Ao dizer que Diva é o astro das histórias, é quase literal, porque tudo gira em torno dela. Conforme fui aprendendo sobre os diferentes elementos de uma verdadeira Ópera Espacial — impérios intergalácticos, exércitos estelares e, bem, a lista vai embora —, quis brincar bastante com isso nesse romance fix-up. Explorei vários subgêneros e ouso dizer que escrevi contos tão bons quanto “Truque na manga” (embora eu seja ultrasuspeito para afirmar isso, é pior que uma mãe chamar o filho de lindão).
Posso ficar páginas e páginas aqui dizendo o quanto Diva é legal. E ela é. O mal do escritor é se afeiçoar aos seus personagens. Há textos que escrevemos e ficamos tristes de nos despedir, é fato. No geral consigo lidar bem com isso, mas quando o personagem é muito carismático, aí a lágrima no meu olho pesa a favor das minhas criações. E a zeemeeana mexeu com os meus sentimentos. Entendo Pipo muito bem, também sou apaixonado por ela.

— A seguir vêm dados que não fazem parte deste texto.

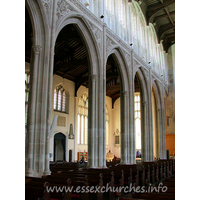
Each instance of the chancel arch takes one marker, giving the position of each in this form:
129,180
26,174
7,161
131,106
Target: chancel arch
117,86
76,59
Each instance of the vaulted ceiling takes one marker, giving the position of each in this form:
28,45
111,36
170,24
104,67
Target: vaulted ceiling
71,58
161,13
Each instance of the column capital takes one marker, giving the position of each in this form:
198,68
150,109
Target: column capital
36,49
125,93
93,77
144,103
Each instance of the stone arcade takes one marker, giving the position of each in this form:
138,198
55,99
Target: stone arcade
85,63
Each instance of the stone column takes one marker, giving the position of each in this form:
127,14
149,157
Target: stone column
159,132
32,106
124,119
66,148
144,133
91,121
103,111
150,116
164,154
75,126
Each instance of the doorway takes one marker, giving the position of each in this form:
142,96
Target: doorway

Comumente digo para amigos escritores que não vou participar de tal edital, porque não entendo nada do assunto proposto ou porque não tenho interesse.
Eles respondem: “Você tinha que tentar algo novo, sair da sua zona de conforto, Diego”.
Sempre dou risada.
Diva foi a minha maior saída de zona de conforto literária, botou minha vida de cabeça para baixo. Ela é uma tempestade galáctica duas vezes mais potente, está sempre na minha cabeça. Ela faz o que quer e eu gosto, peço para que me bagunce bastante.
Agora me digam: estou apaixonado ou não estou?
Parabéns pelo conto. Foi interessante ver o quanto escrevê-lo afetou sua trajetória como escritor. Sobre ficção científica, assumo que não é meu gênero favorito, no entanto acho engraçado que temos uma referência com aliens, feiticeiras intergalácticas e tentativas de conquista da terra que quase passa despercebida e a qual eu amo sem medidas: POWER RANGERS. De uns tempos pra cá revi uns episódios e narrei uma campanha de RPG sobre a série. Logo vai sair algo escrito sobre. Hahaha. Um Abração!